Antonio CALDARA (1670-1736)
Brutus – Cantatas for Bass
Bruto a’ Romani [8:33]
A destar l’alba col canto [11:04]
Il Polifemo [8:14]
Il Dario [11:54]
Partenza amorosa [13:23]
Il Sansone [12:31]
Sergio Foresti (baritone)
Stile Galante/Stefano Aresi
rec. 2018, Schuilkerk De Hoop, Diemen, The Netherlands
Booklet notes with Italian text and English translations
PAN CLASSICS PC10389 [66:22]
The Baroque secular chamber cantata was usually the vehicle for intimate musical expression in a domestic or private setting, treating themes such as the joys and pains of love, and Arcadian landscapes. The selection on this disc by Antonio Caldara – a greatly underestimated composer for voice from the age of Bach, Handel, and Vivaldi – features some rather more public, heroic, or even larger-than-life situations, and so unusually they call for a bass or baritone voice, rather than soprano or alto, as would far more frequently have been employed in such compositions. They stem from a collection of cantatas for bass that seems to have been assembled for Caldara’s patron, Emperor Charles VI, who favoured that voice type – also unusual at a time when castrati were all the rage.
Sergio Foresti has just the vocal aptitude for such compositions, projecting a commanding musical demeanour as the consul Brutus clamouring in a public address for the death of Tarquin, the tyrannical last king of Rome (not the later Brutus who conspired in the assassination of Julius Caesar). Foresti despatches the obsessively repeated call in this cantata “mora Tarquinio, mora!” (“let Tarquin die, let him die!”) with the forceful but controlled rhetoric of a prominent statesman.
The noble suffering of the tragic heroes Darius and Samson comes to the fore in ‘Il Dario’ and ‘Il Sansone’ – the one lamenting his defeat by Alexander the Great and apparent loss of his wife, the other bewailing his fate and contemplating vengeance upon the Philistines. The long, yearning notes of the first aria of ‘Il Dario’ are sympathetically echoed by Agnieszka Oszańca’s expressive playing on the cello as part of the basso continuo, and Foresti’s comparatively lithe tone pays dividends in the precise intonation of the pained ascending chromatic figure which occurs in the second aria. In the recitative which opens ‘Il Sansone’ he conveys a sense of breathless desperation or expectation as he plans the destruction he is about to wreak upon his enemies as well as himself in the Temple.

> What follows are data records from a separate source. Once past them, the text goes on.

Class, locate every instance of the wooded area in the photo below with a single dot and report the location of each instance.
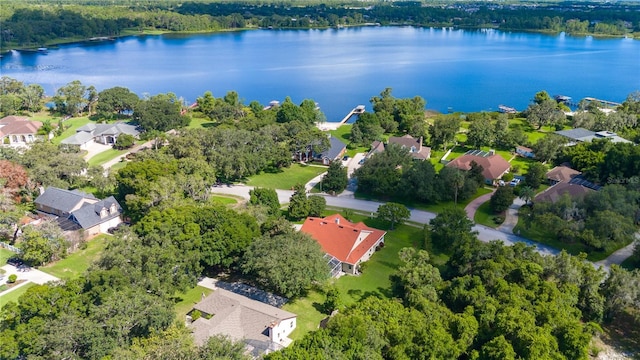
(40, 24)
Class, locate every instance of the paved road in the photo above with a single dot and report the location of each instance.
(485, 234)
(473, 206)
(32, 275)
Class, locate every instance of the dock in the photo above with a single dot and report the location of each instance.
(603, 102)
(355, 111)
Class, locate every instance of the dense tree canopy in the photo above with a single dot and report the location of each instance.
(160, 112)
(291, 275)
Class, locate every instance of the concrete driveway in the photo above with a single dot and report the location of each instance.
(31, 275)
(95, 148)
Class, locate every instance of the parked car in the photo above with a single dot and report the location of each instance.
(15, 261)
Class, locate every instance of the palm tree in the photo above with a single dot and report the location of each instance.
(526, 194)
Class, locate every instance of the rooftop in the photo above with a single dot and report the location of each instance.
(238, 317)
(493, 165)
(562, 174)
(340, 238)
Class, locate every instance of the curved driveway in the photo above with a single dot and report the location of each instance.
(485, 234)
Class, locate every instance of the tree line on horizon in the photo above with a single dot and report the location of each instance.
(33, 25)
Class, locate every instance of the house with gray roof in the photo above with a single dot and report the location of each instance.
(335, 151)
(77, 210)
(413, 145)
(106, 134)
(263, 328)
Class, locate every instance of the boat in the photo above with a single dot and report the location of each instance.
(506, 109)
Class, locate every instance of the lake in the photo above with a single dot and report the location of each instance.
(341, 68)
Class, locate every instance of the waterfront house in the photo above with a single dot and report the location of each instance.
(335, 151)
(525, 152)
(493, 165)
(106, 134)
(415, 147)
(76, 210)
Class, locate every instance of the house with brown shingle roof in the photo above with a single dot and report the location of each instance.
(561, 174)
(263, 328)
(19, 131)
(350, 243)
(493, 165)
(415, 147)
(416, 150)
(552, 194)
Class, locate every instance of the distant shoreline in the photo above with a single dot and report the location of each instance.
(107, 38)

Foresti carries ably the long sinewy vocal line of some of the music, such as in the last aria of the latter cantata, as well as in the similarly agitated cantata ‘Il Polifemo’ which gives voice to the monstrous cyclops Polyphemus’s frustrations over his unrequited love for the nymph Galatea: the elaborate melody on “tormentarmi” (“to torment me”) in one of its arias are suitably coloured. However, the remaining two cantatas in this programme, dealing with the tender pangs and disappointments of love tend to fare a little less well. Here, Foresti could convey that intimacy more, vary the tone more subtly to sustain interest, and some high notes are a strain, though the lively last aria of ‘Partenza amoroso’ comes off successfully. It is perhaps unsurprising if Foresti identifies less with the generic or unnamed speakers in such cantatas as these than with the better delineated figures from antiquity, myth or the Bible in the others.
The cantatas are sparsely scored for voice and basso continuo alone, the latter realised by cello, theorbo, and harpsichord. Led by Andrea Friggi from the latter instrument, the accompaniment is actively engaging and charismatic in itself, for instance in the jaunty support given to Polyphemus’s last aria, which seems to comment ironically on the cyclops’s call to the furies to torment him. With very little of Caldara’s vast output set down on record, this is a welcome addition to the catalogue, and complements the handful of discs already available showcasing other cantatas sung by higher voices. It is the heroic cantatas here which will be of most interest, standing equal in inspiration to the best scenas of his largely neglected operas. Those familiar with Handel’s and Vivaldi’s cantatas will particularly find much of interest by way of comparison.